I'm trying to optimize image processing algorithms using SSE for "Penryn" family of processor and I need to know what instructions can run in parallel. There does not seem to be any conclusive information on the internet (or is there?).
For example, can the following instruction combinations execute in one clock cycle:
pmadd | padd | padd
psraw/d | (un)pack
palignr | pshufb
I think I might be able to find out by writing a test program and testing all kinds of combinations, but it would be better if there was an easier way.
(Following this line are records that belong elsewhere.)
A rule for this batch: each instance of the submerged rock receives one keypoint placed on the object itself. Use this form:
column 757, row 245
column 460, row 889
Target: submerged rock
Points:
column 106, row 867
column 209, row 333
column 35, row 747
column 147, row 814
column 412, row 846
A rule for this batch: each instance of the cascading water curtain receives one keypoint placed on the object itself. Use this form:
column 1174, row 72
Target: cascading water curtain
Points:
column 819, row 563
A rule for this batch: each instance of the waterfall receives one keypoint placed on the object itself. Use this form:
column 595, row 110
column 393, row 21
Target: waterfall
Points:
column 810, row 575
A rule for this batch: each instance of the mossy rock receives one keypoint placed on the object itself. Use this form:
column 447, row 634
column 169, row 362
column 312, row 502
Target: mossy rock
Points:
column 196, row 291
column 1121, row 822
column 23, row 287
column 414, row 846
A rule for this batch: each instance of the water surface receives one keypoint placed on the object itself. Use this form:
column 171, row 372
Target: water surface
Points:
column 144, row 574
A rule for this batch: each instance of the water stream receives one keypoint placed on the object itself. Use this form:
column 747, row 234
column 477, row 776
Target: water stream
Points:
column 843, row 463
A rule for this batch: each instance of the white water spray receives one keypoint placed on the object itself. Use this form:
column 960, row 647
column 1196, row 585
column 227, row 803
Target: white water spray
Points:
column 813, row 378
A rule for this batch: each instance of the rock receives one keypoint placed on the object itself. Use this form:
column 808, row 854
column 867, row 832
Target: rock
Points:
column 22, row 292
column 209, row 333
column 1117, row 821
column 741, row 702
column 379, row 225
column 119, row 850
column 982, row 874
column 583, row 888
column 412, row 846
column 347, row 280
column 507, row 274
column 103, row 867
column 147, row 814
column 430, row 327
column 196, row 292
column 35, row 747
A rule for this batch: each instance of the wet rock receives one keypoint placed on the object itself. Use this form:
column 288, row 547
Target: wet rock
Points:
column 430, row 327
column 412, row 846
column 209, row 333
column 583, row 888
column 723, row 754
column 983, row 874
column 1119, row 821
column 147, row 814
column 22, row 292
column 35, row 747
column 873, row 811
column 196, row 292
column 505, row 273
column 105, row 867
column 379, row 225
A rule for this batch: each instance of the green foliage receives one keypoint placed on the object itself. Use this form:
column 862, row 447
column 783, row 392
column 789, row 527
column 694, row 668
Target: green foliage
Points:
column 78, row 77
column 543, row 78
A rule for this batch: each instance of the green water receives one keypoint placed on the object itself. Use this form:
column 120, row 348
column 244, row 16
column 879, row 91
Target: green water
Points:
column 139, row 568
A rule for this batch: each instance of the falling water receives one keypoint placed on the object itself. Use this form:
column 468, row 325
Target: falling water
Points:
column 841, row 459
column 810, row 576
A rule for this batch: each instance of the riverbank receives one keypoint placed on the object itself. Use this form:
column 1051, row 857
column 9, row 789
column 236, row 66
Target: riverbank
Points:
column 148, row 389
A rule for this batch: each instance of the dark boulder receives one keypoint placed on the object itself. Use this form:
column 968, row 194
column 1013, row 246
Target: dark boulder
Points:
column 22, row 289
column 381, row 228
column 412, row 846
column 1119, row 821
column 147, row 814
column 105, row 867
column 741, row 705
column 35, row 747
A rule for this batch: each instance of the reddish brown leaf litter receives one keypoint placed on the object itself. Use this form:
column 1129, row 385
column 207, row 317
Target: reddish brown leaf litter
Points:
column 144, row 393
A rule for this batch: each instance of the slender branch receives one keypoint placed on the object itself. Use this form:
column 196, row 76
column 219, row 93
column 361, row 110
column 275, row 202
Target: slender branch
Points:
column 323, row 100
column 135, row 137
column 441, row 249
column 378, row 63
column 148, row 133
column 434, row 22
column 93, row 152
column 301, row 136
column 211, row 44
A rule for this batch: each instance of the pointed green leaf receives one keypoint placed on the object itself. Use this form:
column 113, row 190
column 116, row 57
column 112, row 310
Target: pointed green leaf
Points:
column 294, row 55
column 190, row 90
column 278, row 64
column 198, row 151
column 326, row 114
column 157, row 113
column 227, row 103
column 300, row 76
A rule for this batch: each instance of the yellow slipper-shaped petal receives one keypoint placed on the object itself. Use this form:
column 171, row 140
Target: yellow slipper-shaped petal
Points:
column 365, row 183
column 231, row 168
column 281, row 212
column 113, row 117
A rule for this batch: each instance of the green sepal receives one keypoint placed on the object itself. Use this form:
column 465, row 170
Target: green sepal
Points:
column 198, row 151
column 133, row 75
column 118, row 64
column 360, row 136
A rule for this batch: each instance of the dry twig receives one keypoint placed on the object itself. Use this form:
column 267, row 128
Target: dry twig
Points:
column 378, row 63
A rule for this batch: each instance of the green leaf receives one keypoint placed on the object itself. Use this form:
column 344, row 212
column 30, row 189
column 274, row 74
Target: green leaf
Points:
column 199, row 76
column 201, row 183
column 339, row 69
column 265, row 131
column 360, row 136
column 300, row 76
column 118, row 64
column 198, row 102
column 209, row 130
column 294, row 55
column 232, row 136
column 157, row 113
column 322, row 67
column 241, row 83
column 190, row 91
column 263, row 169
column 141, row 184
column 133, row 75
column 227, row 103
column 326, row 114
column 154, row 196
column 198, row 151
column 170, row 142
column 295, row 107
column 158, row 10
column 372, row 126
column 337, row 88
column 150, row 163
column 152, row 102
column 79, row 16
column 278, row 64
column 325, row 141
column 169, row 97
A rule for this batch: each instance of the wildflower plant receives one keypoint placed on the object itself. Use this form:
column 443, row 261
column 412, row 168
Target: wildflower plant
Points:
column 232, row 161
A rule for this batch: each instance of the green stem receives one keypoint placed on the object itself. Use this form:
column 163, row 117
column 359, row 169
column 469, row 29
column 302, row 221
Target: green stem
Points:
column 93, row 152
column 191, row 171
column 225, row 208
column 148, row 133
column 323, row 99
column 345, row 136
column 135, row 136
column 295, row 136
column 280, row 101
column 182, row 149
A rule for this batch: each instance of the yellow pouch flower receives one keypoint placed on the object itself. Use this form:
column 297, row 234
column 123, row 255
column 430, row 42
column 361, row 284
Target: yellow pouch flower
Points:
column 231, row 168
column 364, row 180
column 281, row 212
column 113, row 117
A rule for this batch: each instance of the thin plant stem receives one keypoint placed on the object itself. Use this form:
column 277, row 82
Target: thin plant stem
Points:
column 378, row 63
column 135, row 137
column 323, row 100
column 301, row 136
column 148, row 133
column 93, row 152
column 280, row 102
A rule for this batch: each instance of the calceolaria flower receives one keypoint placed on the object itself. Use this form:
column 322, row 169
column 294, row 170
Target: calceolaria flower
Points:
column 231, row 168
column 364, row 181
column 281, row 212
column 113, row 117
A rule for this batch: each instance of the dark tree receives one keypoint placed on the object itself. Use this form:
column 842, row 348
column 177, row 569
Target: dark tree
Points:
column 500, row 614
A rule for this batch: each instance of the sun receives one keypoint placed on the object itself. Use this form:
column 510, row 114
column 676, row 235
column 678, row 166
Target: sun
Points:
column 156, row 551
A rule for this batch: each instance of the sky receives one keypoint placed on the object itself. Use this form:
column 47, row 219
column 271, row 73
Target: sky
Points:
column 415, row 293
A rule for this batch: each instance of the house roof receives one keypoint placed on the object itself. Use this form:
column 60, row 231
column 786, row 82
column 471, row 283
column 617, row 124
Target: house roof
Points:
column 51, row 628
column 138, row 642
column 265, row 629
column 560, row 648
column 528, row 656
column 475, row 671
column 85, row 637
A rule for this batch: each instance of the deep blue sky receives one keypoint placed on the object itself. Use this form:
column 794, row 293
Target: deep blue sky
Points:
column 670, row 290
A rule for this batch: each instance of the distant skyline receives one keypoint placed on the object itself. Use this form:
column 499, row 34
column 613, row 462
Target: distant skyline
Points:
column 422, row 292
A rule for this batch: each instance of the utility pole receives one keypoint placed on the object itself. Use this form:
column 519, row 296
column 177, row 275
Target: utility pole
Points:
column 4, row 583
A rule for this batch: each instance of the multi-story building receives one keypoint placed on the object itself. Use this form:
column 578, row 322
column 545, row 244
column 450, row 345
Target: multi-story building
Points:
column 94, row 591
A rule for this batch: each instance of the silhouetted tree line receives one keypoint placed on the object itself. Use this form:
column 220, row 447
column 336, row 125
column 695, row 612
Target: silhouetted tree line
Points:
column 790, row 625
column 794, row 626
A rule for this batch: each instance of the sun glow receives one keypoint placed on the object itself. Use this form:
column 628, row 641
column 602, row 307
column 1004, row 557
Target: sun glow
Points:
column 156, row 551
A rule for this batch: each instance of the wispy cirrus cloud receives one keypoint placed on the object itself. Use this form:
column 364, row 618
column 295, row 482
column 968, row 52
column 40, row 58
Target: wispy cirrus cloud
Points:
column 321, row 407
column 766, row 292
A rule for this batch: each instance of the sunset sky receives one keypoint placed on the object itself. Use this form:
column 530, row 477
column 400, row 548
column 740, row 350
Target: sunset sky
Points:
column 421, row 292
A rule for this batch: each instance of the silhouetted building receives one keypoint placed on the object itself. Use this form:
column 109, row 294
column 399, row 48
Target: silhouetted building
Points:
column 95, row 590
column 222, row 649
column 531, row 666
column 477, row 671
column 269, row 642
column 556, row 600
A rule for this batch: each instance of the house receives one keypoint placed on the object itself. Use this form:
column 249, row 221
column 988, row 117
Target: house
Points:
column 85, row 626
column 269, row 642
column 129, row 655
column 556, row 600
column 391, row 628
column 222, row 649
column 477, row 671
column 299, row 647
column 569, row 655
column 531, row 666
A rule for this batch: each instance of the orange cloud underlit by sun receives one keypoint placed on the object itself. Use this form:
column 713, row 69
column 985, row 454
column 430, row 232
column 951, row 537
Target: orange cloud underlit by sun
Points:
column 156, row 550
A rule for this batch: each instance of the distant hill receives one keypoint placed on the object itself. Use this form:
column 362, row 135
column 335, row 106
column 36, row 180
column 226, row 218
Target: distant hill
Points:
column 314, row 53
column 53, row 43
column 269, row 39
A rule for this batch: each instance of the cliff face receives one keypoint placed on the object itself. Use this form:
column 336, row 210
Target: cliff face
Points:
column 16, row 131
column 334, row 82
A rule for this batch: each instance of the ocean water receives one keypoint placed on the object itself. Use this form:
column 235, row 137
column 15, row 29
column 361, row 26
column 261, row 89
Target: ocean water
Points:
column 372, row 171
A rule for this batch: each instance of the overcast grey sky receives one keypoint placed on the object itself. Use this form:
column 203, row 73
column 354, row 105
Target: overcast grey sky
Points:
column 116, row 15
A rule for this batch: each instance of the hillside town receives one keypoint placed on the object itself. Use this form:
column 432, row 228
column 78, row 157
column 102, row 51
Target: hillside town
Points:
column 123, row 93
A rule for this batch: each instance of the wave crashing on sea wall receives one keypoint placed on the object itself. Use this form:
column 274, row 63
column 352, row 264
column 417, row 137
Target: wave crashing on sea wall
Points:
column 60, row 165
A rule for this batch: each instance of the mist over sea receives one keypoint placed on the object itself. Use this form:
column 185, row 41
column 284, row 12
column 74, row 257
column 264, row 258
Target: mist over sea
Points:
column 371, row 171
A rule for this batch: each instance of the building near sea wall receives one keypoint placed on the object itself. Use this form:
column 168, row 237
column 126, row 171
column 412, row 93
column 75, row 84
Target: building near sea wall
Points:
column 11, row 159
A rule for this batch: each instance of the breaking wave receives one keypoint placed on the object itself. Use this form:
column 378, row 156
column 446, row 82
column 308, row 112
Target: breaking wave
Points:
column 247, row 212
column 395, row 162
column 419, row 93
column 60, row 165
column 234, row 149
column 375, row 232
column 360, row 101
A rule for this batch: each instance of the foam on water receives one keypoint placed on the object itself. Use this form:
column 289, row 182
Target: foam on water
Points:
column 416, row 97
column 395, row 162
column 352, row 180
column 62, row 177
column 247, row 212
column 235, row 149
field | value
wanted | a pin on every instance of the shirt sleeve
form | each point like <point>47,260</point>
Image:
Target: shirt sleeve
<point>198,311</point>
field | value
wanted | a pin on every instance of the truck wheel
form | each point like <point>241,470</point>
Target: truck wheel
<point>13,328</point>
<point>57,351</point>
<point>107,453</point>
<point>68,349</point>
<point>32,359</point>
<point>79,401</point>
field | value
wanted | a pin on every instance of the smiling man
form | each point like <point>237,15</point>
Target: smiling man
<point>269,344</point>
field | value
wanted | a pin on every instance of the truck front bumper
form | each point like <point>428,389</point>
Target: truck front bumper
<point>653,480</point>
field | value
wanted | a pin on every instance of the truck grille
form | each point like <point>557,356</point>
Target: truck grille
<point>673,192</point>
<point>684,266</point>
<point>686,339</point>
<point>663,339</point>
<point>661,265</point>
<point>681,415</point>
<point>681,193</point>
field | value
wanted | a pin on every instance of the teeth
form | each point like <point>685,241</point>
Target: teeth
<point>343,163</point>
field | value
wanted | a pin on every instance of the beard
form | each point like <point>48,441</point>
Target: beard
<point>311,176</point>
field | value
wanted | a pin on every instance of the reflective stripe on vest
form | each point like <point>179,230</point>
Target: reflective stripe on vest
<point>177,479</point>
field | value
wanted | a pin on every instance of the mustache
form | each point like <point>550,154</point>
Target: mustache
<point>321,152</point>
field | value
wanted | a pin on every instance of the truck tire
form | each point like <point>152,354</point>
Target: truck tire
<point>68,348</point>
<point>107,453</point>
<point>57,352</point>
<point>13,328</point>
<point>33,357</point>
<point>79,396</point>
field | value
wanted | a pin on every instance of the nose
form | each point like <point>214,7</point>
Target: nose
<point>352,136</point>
the information you're interested in what instructions can be issued in the same cycle via port 0, 1, 5 is essentially listed in Table 2-2 of the Intel 64 Architecture Optimization manual. http://developer.intel.com/products/processor/manuals/index.htm
Note that, padd is not limited to be issued by one specific port (there are more than one SIMD ALU), the instruction that has throughput of 1 cycle generally would be constrained to one specific issue port. You should also be aware that the specific arrangement dependency of instruction operands will impose further constraints on parallelism. If you're writing micro-kernels for experimentation (the out-of-order engine will try to the issue multiple micro-ops as permitted by a number of factors). It's more practical to verify what happend via performance monitoring events than trying to predict based on instruction latency, throughput, port bindings (there are some pointers in Appenix B of the Optimization manual). The three factors (latency/throughput, port bindings) form only a part of conditions for OOO engine to achieve instruction-level parallelism.
I've checked the optimization manual, but it doesn't have very detailed information. Basically it says that each issue port is connected to "Integer SIMD ALU", but ALU is a very broad definition and can include almost anything. I agree that many factors affect performance, but there are cases when knowing issue port is usefull. For example, if I use some type of instructions a lot, issue port for those instructions will become congested and I should try to replace some of the instructions (i.e. replace shifts with muls, bytewise shifts with shuffles, etc.) or take different approach to the problem. If I don't know issue port organization, it is not easy to do this kind of optimization, or even know if I need to do it.